Bonis earned a bachelor's degree from the Rochester Institute of Technology College of Applied Science, and a master's degree in applied science in public communication and radio-television news from the Newhouse School of Public Communication at Syracuse University.
She was preceded in death by her mother, Esther J. Bonis, a registered nurse; her father, U.S. Army Col. Austin J. Bonis; and brother Peter, according to Channel 12. Her mother, who died in January, will be buried in June next to her husband at Arlington National Cemetery, Gentile says.
As Bonis was launching What’s Happening in Health in March 2018, we exchanged several emails.

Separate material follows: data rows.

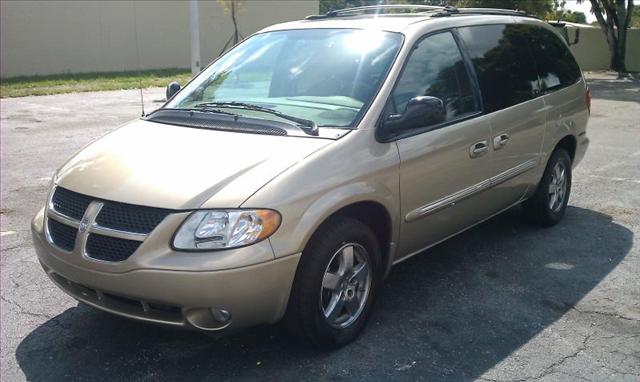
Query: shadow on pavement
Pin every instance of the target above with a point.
(626, 89)
(452, 313)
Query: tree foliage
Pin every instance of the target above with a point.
(614, 18)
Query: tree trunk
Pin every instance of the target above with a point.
(618, 56)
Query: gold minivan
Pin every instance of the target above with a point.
(287, 178)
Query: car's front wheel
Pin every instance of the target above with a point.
(335, 284)
(547, 206)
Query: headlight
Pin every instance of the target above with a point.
(222, 229)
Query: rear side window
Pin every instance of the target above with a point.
(556, 66)
(504, 63)
(436, 68)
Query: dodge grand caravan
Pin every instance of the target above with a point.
(287, 178)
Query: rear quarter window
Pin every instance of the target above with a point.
(503, 62)
(556, 66)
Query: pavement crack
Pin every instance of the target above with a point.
(601, 313)
(552, 368)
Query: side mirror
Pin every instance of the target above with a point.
(172, 89)
(421, 111)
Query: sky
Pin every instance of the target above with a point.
(585, 7)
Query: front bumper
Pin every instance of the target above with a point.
(252, 295)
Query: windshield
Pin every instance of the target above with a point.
(326, 76)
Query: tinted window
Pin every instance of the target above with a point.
(503, 62)
(436, 68)
(556, 65)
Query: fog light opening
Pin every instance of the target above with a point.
(220, 315)
(208, 318)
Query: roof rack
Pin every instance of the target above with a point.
(483, 11)
(378, 9)
(435, 11)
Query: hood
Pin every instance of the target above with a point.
(158, 165)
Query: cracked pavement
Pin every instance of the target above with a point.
(504, 301)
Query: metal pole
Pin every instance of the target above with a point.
(195, 37)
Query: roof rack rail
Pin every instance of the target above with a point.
(483, 11)
(437, 11)
(377, 9)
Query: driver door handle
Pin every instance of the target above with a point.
(478, 149)
(500, 141)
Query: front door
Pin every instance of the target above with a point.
(444, 169)
(508, 77)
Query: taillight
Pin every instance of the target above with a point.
(587, 99)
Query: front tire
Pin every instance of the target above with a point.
(548, 205)
(335, 284)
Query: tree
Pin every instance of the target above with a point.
(614, 18)
(231, 6)
(635, 17)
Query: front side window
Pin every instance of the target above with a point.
(504, 64)
(327, 76)
(556, 66)
(436, 68)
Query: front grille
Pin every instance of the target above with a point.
(107, 248)
(130, 218)
(62, 235)
(70, 203)
(100, 245)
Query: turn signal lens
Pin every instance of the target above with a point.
(223, 229)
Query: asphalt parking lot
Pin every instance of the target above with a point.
(503, 301)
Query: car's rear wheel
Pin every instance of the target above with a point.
(335, 284)
(549, 203)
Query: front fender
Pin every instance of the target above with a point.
(295, 236)
(329, 180)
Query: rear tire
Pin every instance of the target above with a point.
(548, 205)
(335, 284)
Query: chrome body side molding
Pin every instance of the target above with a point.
(451, 200)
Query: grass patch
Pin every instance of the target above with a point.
(88, 82)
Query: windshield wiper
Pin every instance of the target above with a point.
(308, 126)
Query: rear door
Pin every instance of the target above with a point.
(444, 167)
(508, 78)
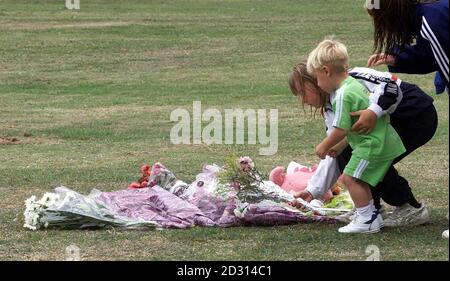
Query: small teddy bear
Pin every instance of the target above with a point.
(295, 180)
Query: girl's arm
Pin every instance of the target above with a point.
(323, 148)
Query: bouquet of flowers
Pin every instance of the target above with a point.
(67, 209)
(240, 176)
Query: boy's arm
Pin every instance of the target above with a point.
(338, 148)
(385, 95)
(335, 137)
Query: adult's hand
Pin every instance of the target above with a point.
(366, 122)
(321, 151)
(379, 59)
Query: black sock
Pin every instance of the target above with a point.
(413, 202)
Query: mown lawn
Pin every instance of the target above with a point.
(87, 94)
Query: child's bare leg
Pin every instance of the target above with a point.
(367, 219)
(359, 191)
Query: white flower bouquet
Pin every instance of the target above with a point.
(67, 209)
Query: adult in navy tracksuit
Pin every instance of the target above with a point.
(397, 23)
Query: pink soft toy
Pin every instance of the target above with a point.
(295, 181)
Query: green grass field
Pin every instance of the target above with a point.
(88, 94)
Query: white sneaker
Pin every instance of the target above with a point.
(407, 215)
(361, 225)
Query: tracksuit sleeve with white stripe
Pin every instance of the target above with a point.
(431, 51)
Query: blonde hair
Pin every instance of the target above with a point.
(298, 79)
(329, 51)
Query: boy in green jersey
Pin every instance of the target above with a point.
(373, 153)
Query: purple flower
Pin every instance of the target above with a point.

She was thrilled to be given an hour to discuss nutrition, fitness, health and medical issues, and thanked me for my interest.
“Couldn’t be more excited to share the passion!” she wrote.
At 6 a.m. May 10, much of the one-hour What’s Happening In Health will be devoted to Bonis, Gentile says.
This Sunday the station will repeat a What’s Happening In Health from March 1, when Bonis did a veterans’ panel discussion, as a tribute to her, Gentile says.
“It just didn’t feel right not to have her in the time period,” Gentile says.